Officer Tennant responded. She spoke to Bingley. She noted several things that led her to believe that Bingley was impaired: his zipper was undone; he had difficulty doing it up; he stumbled; he was swaying and uncoordinated; his eyes were glossy and bloodshot; his speech was slurred; he was having trouble focusing. While officer Tennant believed Bingley was impaired, there was no odour of alcohol. An ASD sample revealed a BAC of 16. Officer Jellinek – who is trained and qualified as a “drug recognition expert” (thereby classifying him as an “evaluating officer within the meaning of section 254) – arrived on scene. Standard Field Sobriety Tests were conducted. Bingley failed. Bingley was arrested. Back at the station officer Jellinek conducted an evaluation (as set out in section 3 of the Evaluation of Impaired Operation (Drugs and Alcohol) Regulations, SOR/2008-196). Bingley failed.

A urine sample was obtained pursuant to section 254(3.4). It was analyzed. Carboxy THC (an inactive by-product of THC – the psychoactive component of cannabis), cocaine and Alprazolam were detected in the urine sample.

At trial one of the issues raised by counsel for Bingley, Trevor Brown, was whether officer Jellinek could provide an “opinion” on the issue of whether Bingley was impaired by drug absent a Mohan voir dire. The Crown argued that the statutory provisions permitted such an opinion to be given without the need for such a voir dire. The trial judge disagreed. Bingley was acquitted. The Crown appealed. The summary conviction appeal court judge, Justice McLean, allowed the Crown appeal. Bingley appealed.

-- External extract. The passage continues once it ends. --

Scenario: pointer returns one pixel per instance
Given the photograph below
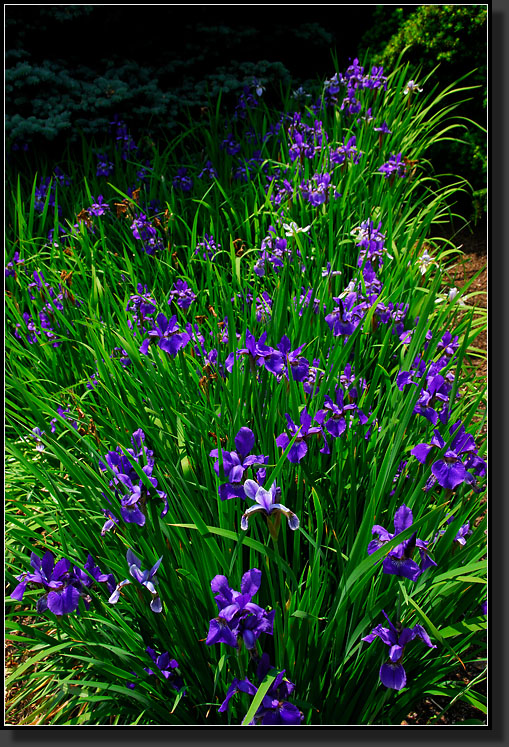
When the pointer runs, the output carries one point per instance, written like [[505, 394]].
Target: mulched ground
[[474, 243]]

A unanimous Court of Appeal dismissed the appeal: 2015 ONCA 439. Bingley appealed to the Supreme Court – his appeal was dismissed: 2017 SCC 12. The majority offered the following points in dismissing the appeal.

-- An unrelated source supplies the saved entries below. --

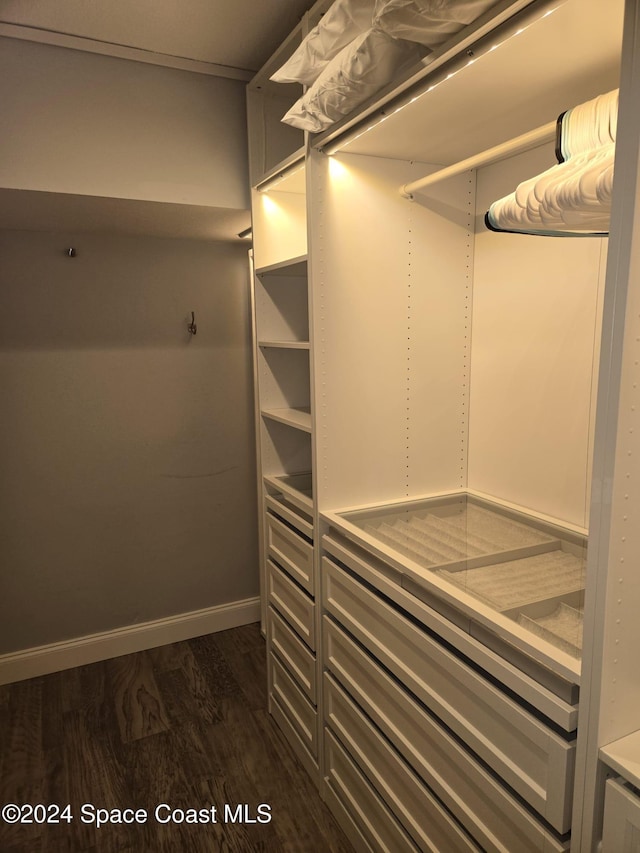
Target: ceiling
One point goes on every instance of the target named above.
(237, 34)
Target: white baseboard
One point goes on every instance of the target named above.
(42, 660)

First, the language of s254(3.1), in particular, the phrase “to determine”, does not support the conclusion that a DRE is automatically entitled to provide an opinion in court. Unfortunately, the majority did not discuss this point in any detail – there was no statutory interpretation undertaken, an approach advanced by the Crown and accepted at the Court of Appeal.

Second, the majority noted that the concession by Bingley that the evidence of the DRE is logically relevant, necessary and not subject to any other exclusionary rule (3 of the Mohan criteria) was “appropriate” [para 18].

Third, the majority noted that the only issue that remained was whether he was properly qualified. With respect to that issue, the officer, a “DRE” is “literally” a “drug recognition expert” who is certified as such for the purposes of the scheme. This expert receives “special training in how to administer the 12-step drug recognition evaluation and in what inferences may be drawn from the factual data he or she notes”.  It follows that a DRE is a properly qualified expert who “undoubtedly possess[es] expertise on determining drug impairment that is outside the experience and knowledge of the trier of fact” [para 21].

To put it another way, the only purpose of a voir dire in this case would be to determine whether Constable Jellinek has expertise over and above an ordinary person. Normally, the judge determines this on evidence adduced at the voir dire. But s. 254(3.1) and the legislative and regulatory scheme that accompanies it conclusively answer the question of expertise. The DRE is established by Parliament to possess special expertise outside the experience and knowledge of the trier of fact. He is thus an expert for the purpose of applying the 12-step evaluation and determining whether that evaluation indicates drug impairment for the purposes of s. 254(3.1). His expertise has been conclusively and irrebuttably established by Parliament [para 27].

Fourth, the majority rejected the argument advanced by Bingley that the scheme was for investigative purposes only and did not permit the DRE to provide an opinion in court: “While a DRE’s evaluation certainly has an investigative purpose, their application of the 12-step drug recognition evaluation and determination of impairment is relevant evidence and can assist the trier of fact” [para 21].

Fifth, the majority noted that since the expertise of the DRE is the implementation and interpretation of the 12-step test, the DRE need not be trained in the underlying science [para 22]. More to the point, perhaps, the majority noted that the 12-step evaluation secures its reliability from the statutory framework itself.  

Sixth, any challenge to the underlying effectiveness of the evaluation would require a challenge to the legislative framework itself [para 25].

Bingley is an important decision. Drug impaired driving is a dangerous and too frequent occurrence in Canada. The legislative scheme created by Parliament and now interpreted by the Supreme Court is logical, principled and effective. As the majority noted, the schemed (and concessions by Bingley) make clear that the common law requirements for admissibility are made out and thus, the DRE’s opinion should be admitted without the need for such a voir dire. “To so require would be otiose, if not absurd, not to mention a waste of judicial resources” [para 28].